FIG. 8B Exploded left view of the tube block sub-assembly with one
tube. FIG. 8C Exploded bottom view of the tube block sub-assembly
with one tube;
[0107] FIG. 9A Perspective view of the tube block and liquid
cooling system with other components removed for clarity. Water
based coolant is pumped from the reservoir 901 via coolant hose 902
by pump 903. The coolant is then pumped via hoses 904 into water
blocks which are maintained at a near-constant temperature by the
circulation of the coolant. The coolant exits the water blocks by
hoses 905 which unify into hose 906 which carries the coolant into
the fan-cooled radiator (also known as a heat exchanger) 907.
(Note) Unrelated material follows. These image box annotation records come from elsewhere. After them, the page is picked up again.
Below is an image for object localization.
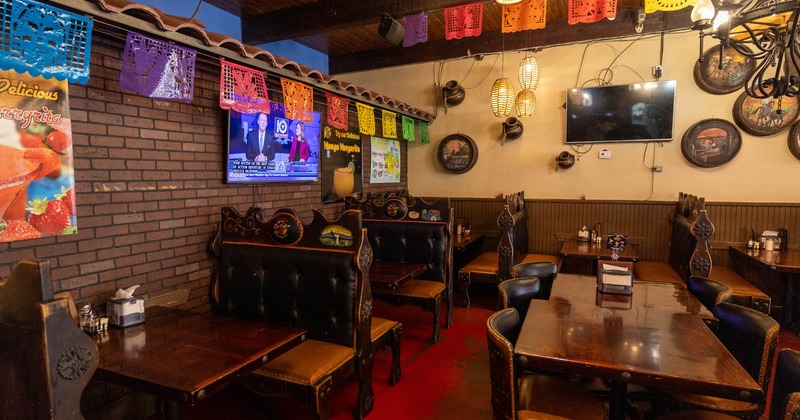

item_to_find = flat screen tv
[225,102,321,183]
[566,80,675,144]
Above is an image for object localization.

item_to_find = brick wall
[0,31,407,311]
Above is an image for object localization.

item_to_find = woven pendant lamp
[518,55,539,90]
[514,89,536,117]
[490,77,514,117]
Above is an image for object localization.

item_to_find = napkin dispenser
[597,261,633,295]
[106,285,145,327]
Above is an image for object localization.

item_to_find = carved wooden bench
[345,192,454,343]
[212,207,374,419]
[457,192,561,308]
[634,193,771,314]
[0,261,98,419]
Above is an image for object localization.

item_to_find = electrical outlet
[653,64,664,79]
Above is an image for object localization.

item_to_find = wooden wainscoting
[706,202,800,266]
[451,197,800,266]
[450,197,506,252]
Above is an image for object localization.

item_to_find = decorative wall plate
[436,134,478,174]
[694,45,756,95]
[383,198,408,220]
[733,92,800,136]
[267,210,303,245]
[789,121,800,160]
[681,118,742,168]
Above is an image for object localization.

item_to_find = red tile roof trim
[86,0,434,122]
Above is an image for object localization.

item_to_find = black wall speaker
[378,15,404,46]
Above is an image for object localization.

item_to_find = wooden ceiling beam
[328,8,692,74]
[242,0,464,45]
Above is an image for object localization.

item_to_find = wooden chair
[686,276,733,311]
[511,261,558,300]
[655,302,780,419]
[457,192,561,308]
[486,308,606,419]
[658,349,800,420]
[370,316,403,386]
[497,277,542,319]
[0,261,98,420]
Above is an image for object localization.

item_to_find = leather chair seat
[459,251,500,275]
[633,261,685,284]
[518,374,607,420]
[370,316,403,386]
[671,392,764,415]
[370,316,397,341]
[658,410,739,420]
[253,340,355,385]
[374,279,445,299]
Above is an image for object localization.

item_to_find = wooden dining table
[558,237,639,274]
[550,273,714,320]
[732,246,800,332]
[95,306,305,419]
[514,275,764,420]
[369,261,428,289]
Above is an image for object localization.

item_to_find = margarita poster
[319,126,362,204]
[0,70,77,242]
[369,137,400,184]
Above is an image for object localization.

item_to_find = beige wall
[342,31,800,203]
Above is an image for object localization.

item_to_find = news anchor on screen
[245,112,275,162]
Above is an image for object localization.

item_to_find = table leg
[608,381,628,420]
[781,276,800,332]
[158,398,181,420]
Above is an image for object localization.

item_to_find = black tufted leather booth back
[363,220,449,284]
[216,244,357,347]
Coolant hose 908 complete the coolant circuit by returning the
coolant to the reservoir 901 from radiator 907. FIG. 9B Perspective
view of the tube block and liquid cooling system with other
components removed for clarity
III. METHODS
[0108] Methods of using the container apparatus disclosed herein,
as well as the automated system, are provided. Methods of
collecting, stimulating and stabilizing a biological sample
therewith are disclosed. In one aspect the methods include
providing a sample collection container including a side wall, a
bottom wall, in which at least one wall is constructed of an
elastically deformable material, and a closure member defining an
internal compartment, the internal compartment having arranged
therein a partition defining and fluidly separating first and
second chambers in the internal compartment, the first chamber
positioned in association with the closure member to receive the
biological sample; at least one stimulating agent in the first
chamber in an amount effective to stimulate a biological sample;
and at least one stabilizing agent in the second chamber in an
amount effective to stabilize the biological sample; collecting a
biological sample from a patient and introducing the biological
sample into the first chamber so as to expose the biological sample
to the stimulating agent stimulating the biological sample in the
first chamber for a preselected period of time, to produce a
stimulated biological sample; and stabilizing the stimulated
biological sample after the preselected period of time by
compromising the partition and mixing contents of the first and
second chambers.
[0109] By "preselected period of time" is meant that the biological
sample and stimulating agent in the first chamber is admixed with
the stabilizing agent in the second chamber anywhere from
immediately after to up to 1 hour or more, after the biological
sample is received in the first chamber of the device. In general,
stimulation of the sample in the first chamber ranges in increments
of seconds from about 5 minute to 30 minutes, and usually from
about 10 minutes to about 20 minutes, depending on the sample and
particular assay of interest.
[0110] In some embodiments, the biological sample is collected from
the patient directly into the first chamber of the sample
collection container. In further embodiments, the biological sample
is collected from the patient into a container which is not the
sample collection container and is thereafter introduced into the
first chamber of the sample collection container.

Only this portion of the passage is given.